17      All of the amended complaint’s one hundred thirty-one allegations supporting Cape’s claims describe undisputedly intentional criminal behavior.  The complaint fails to present any reasonable view of the facts that would trigger Zurich’s duty to defend the insureds under a theory of negligence.

CONCLUSION

18      Cape’s complaint alleges that it suffered damages caused by a criminal conspiracy, which is memorialized in the plea agreements and convictions of the insureds.  We conclude that the factually unsupported use of the term “negligence” in Cape’s complaint, when measured against the extensive factual allegations of intentional criminal conduct, is insufficient to trigger Zurich’s duty to defend.  We therefore reverse the declaratory judgment.  Because there is no duty to defend, we also reverse the judgments awarding damages to Streu Company and Vinton Company for breach of the duty to defend.

            By the Court.—Judgments reversed.

           

 

 

 


 

 



[1]  The individual defendants conceded that the insurers had no duty to defend them.  Throughout this opinion, we will refer collectively to all defendants as Streu and to all insurers as Zurich unless it is necessary to refer to a specific party.

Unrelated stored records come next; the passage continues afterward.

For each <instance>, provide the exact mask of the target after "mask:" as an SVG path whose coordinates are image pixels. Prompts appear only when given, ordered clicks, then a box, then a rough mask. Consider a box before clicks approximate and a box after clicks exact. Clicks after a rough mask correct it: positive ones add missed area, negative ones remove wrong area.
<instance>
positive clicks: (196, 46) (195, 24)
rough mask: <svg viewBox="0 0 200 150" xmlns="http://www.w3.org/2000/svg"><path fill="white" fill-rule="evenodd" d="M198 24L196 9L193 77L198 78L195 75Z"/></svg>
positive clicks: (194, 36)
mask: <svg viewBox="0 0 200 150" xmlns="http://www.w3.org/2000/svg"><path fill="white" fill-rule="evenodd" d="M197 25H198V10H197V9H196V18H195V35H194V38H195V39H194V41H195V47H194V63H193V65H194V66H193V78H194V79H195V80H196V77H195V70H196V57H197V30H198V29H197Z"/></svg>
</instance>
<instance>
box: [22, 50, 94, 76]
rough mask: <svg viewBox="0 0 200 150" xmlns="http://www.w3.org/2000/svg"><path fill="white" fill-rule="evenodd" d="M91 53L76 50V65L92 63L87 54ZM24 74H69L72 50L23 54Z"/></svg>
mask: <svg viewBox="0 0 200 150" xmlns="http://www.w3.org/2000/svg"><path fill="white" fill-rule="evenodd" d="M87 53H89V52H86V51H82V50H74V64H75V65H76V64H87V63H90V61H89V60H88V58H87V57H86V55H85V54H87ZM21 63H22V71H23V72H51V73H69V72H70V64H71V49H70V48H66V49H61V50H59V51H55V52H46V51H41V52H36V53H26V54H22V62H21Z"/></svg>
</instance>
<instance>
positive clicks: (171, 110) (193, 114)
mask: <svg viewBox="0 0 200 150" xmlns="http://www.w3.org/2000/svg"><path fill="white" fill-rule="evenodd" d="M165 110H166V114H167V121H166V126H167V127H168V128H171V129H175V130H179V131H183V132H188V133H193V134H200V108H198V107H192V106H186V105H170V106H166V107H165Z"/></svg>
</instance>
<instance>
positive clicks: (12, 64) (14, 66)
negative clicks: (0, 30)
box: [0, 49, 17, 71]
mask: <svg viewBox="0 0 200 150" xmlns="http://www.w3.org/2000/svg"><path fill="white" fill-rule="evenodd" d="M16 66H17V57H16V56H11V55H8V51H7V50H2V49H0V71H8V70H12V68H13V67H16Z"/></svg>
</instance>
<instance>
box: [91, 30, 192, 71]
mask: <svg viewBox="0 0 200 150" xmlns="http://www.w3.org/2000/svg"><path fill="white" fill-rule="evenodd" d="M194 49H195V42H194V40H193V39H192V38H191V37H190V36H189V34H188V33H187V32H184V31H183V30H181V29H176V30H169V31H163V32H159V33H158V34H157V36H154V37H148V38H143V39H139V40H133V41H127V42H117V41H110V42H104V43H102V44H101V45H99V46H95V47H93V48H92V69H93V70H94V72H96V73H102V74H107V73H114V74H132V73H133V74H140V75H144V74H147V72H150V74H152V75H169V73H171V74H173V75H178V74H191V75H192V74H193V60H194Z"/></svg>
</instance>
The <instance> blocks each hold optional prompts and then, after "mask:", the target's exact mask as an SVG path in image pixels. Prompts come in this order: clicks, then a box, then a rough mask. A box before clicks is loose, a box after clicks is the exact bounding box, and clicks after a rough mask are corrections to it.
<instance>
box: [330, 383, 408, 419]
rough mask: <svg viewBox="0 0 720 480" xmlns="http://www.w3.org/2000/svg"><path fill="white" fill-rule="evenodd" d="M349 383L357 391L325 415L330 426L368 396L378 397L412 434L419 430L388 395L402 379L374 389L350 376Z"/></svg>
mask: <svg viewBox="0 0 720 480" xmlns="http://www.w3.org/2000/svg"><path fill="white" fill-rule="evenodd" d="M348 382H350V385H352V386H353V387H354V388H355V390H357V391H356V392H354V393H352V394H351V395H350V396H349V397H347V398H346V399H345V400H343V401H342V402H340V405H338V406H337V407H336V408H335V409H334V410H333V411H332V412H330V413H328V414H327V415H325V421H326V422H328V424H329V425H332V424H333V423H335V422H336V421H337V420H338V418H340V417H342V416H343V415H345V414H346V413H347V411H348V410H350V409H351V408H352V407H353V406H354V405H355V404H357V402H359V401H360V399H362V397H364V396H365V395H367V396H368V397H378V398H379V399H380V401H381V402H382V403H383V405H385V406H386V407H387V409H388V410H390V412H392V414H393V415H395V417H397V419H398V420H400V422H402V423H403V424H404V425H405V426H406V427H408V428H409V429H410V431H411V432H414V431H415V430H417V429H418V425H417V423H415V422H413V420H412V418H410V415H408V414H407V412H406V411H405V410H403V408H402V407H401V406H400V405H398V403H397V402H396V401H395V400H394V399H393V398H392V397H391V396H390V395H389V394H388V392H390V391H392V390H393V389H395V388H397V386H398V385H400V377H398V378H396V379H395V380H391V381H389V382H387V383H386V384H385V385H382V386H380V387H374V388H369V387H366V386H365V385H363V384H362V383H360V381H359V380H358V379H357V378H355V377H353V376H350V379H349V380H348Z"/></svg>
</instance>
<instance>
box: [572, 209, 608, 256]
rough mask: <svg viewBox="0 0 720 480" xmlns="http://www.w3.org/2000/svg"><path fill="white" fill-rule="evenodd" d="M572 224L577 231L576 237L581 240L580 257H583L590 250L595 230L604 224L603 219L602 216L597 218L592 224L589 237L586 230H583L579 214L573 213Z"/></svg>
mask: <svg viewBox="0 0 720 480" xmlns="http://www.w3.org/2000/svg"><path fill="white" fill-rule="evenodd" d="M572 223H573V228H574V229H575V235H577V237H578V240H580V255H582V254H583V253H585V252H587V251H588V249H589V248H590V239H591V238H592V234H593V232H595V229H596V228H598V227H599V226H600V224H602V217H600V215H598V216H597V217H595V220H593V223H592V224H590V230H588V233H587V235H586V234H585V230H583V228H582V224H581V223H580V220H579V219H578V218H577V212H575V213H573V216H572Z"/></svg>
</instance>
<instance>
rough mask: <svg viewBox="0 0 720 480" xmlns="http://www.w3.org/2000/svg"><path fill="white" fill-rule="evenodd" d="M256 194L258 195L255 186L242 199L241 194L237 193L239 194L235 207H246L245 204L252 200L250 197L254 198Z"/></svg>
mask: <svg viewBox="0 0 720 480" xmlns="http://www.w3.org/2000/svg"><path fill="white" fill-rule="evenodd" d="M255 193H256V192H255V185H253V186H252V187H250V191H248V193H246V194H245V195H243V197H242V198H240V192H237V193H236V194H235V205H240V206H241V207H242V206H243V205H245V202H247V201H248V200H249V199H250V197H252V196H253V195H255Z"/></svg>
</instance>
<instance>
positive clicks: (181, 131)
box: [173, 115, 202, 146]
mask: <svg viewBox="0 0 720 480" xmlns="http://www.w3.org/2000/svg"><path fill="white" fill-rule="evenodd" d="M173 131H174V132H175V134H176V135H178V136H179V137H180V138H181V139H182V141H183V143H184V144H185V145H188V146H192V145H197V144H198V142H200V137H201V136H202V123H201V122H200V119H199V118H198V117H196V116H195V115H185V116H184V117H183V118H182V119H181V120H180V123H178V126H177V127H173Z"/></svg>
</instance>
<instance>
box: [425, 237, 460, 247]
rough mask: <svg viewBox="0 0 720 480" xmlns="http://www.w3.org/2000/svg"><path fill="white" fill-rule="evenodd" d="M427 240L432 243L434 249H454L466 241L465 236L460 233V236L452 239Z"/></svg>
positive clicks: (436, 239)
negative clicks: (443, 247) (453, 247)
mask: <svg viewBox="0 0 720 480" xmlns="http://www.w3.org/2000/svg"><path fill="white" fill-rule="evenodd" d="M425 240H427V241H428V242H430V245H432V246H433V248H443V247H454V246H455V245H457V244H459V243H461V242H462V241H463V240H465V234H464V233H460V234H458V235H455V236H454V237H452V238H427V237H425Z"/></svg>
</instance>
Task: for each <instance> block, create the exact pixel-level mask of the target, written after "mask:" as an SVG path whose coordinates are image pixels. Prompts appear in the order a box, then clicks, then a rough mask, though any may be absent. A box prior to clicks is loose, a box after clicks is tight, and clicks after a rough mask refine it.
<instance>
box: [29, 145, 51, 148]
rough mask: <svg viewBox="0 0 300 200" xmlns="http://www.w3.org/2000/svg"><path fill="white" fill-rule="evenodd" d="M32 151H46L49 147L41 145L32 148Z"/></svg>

[2]  Cape’s causes of action against all or specific defendents are:  violation of the Wisconsin Uniform Trade Secrets Act, unjust enrichment, tortious interference with prospective contracts, injury to business contrary to Wis. Stat. § 134.01 (2007-08), intentional misrepresentation, conspiracy to commit fraud, negligent supervision (against both Streu Company and Vinton Company), negligent retention (against both Streu Company and Vinton Company), respondeat superior (against both Streu Company and Vinton Company), breach of duty of loyalty (against Beaudoin), conspiracy to breach the common-law duty of loyalty, civil theft, and conversion.